Unlike most previous studies of Bonhoeffer’s reception of Hegel, part three moves the discussion into Bonhoeffer’s post-academic “confessing” period (p. 20). Through engagement with Discipleship (1937) and Ethics (early 1940s), Robinson pinpoints Bonhoeffer’s and Hegel’s differing political situations to show how Bonhoeffer’s “confessing” identity was formed in reaction to Hegel’s era of “deconfessionalisation” (p. 20). In view of differing interpretations of the Sermon on the Mount, chapter five traces Bonhoeffer’s diagnosis of Hegel’s “French revolutionary” Jesus as leading to a “docetic-Idealist ecclesiology” that eventually led to “state overreach” (p. 20). Bonhoeffer correctively posits “Jesus’ social teachings as the basis for a seminary community that could renew the distinction between church and state” (p. 192). Even so, Robinson argues that Bonhoeffer here was not truly anti-Hegel so much as he was against “a brutal, sub-rational Reich, the likes of which Hegel could not have foreseen” (p. 192). Chapter six then seeks to untangle Hegel’s “culturally prejudiced mind” with regard to Volk, race, and “world-history” towards a more nuanced reception that accounts for Hegel’s own criticisms of “nationalist expressions in his time,” including the notion that poor treatment of foreigners could cause the state to “forfeit its own principle” (p. 195). This is worth comparing to Bonhoeffer’s assessment of the Nationalist Socialist state’s “self-negation” due to its marginalizing of Jewish people (p. 195).
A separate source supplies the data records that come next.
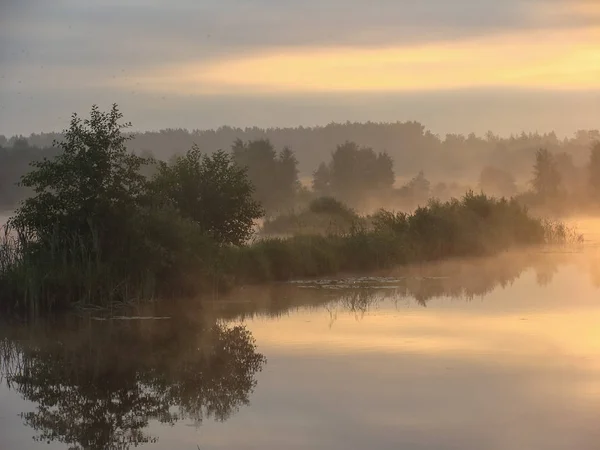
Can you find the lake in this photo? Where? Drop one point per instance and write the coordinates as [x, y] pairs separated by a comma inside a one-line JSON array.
[[496, 353]]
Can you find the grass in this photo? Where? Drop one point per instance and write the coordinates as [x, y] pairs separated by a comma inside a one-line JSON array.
[[67, 272]]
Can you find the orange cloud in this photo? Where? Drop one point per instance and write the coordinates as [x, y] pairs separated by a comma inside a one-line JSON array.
[[552, 59]]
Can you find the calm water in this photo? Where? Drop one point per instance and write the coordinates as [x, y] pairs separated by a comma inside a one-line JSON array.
[[500, 353]]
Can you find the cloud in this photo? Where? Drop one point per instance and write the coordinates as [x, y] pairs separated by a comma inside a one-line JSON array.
[[550, 59], [231, 54]]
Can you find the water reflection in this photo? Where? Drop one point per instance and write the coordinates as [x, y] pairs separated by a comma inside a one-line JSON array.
[[102, 383], [462, 279], [97, 385]]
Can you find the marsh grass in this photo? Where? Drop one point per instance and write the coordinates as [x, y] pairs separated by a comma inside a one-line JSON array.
[[68, 271]]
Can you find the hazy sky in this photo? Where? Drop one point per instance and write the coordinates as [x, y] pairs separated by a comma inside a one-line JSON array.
[[455, 65]]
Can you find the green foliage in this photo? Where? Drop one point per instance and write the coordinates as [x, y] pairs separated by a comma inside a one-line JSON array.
[[274, 176], [475, 225], [354, 174], [98, 385], [546, 177], [594, 172], [324, 215], [98, 232], [495, 181], [212, 191], [91, 184]]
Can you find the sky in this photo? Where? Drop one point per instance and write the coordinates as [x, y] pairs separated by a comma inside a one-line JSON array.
[[455, 65]]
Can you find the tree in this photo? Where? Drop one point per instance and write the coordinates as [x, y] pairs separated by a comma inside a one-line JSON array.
[[274, 176], [546, 177], [212, 191], [594, 171], [495, 181], [355, 172], [102, 389], [321, 182], [91, 185]]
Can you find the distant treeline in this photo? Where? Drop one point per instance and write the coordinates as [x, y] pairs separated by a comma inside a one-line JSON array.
[[410, 144]]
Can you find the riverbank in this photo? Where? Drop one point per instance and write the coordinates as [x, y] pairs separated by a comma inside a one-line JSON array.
[[68, 274]]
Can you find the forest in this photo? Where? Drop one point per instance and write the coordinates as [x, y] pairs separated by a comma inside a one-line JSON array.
[[98, 224], [401, 165]]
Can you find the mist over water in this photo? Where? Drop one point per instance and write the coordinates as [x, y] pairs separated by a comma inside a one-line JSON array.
[[470, 354]]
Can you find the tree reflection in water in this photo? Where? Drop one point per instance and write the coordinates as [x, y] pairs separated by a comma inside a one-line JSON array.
[[98, 386]]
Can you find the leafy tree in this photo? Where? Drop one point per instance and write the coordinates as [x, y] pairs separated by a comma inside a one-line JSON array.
[[92, 184], [546, 177], [212, 191], [594, 171]]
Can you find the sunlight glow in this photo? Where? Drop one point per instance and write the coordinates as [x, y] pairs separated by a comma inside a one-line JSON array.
[[547, 59]]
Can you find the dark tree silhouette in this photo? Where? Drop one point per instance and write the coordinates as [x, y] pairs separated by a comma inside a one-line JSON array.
[[594, 172], [546, 177], [98, 388], [275, 177], [355, 173]]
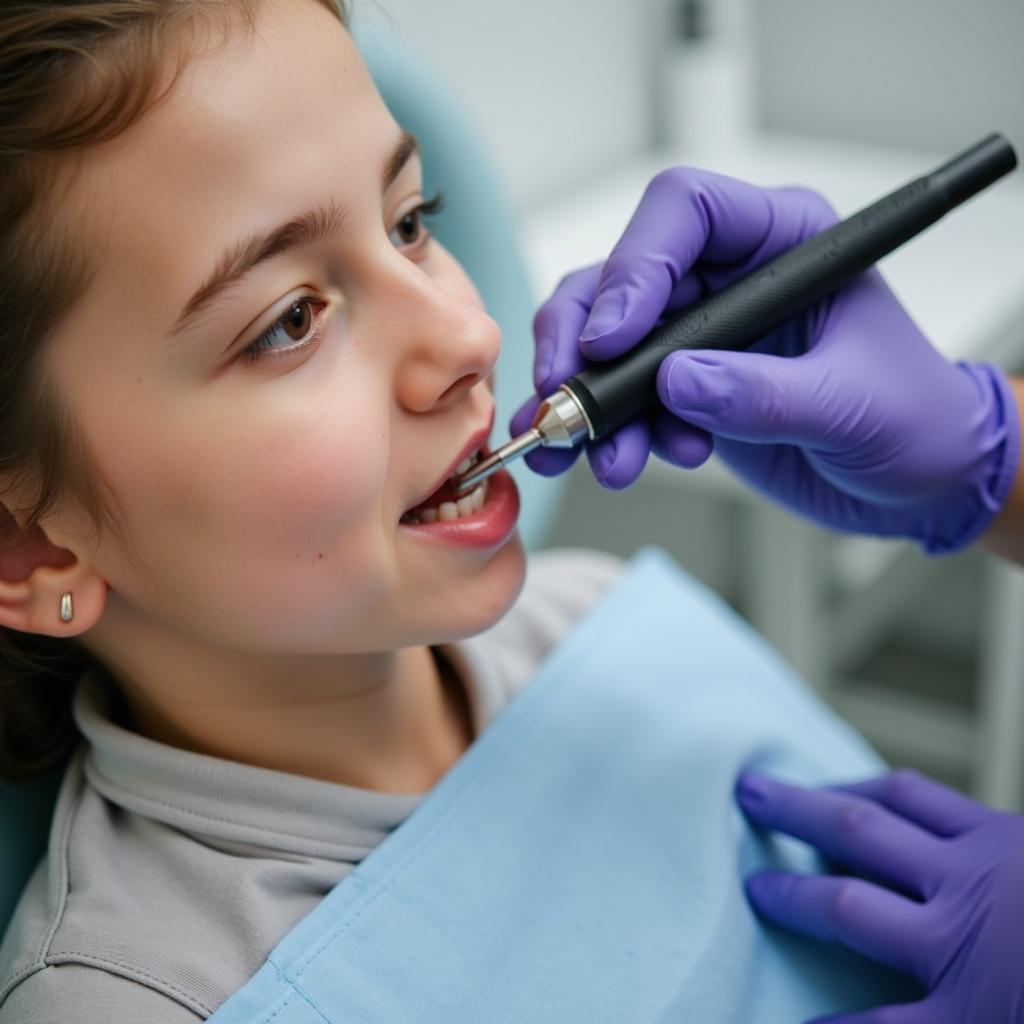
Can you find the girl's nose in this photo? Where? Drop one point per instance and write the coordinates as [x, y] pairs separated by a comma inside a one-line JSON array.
[[449, 345]]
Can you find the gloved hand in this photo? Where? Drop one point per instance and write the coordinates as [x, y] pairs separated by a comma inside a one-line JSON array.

A fascinating case study of W.E.B. Du Bois’s race-critical engagement with Hegel is offered as an alternative to the neo-Hegelianism that was contemporary to the Third Reich (pp. 199-202) before Robinson explores Bonhoeffer’s embracing of “an emerging global ecumenism” as well as “the difference between Bonhoeffer’s attempt to discern the ‘form of Christ’ in history and Hegel’s work to track the ‘shapes of Geist’” (p. 227). What ultimately emerges is Bonhoeffer’s “particular account of the whole [that] leads to a fuller reckoning with those on the ‘underside of history’, particularly diasporic peoples” (p. 227). Given all this, it is not difficult to see how the discussions featured in this third part can serve as a theological resource for contemporary dialogue surrounding matters of racial, multicultural, and religious diversity (pp. 236-37).
Overall, Robinson succeeds handsomely with regard to his sustained critical treatment of Bonhoeffer’s reception of Hegel. Renewed interest in both Bonhoeffer and Hegel in recent years makes the book timely, especially since publication of the critical edition of Bonhoeffer’s works in English was only finally completed in 2014.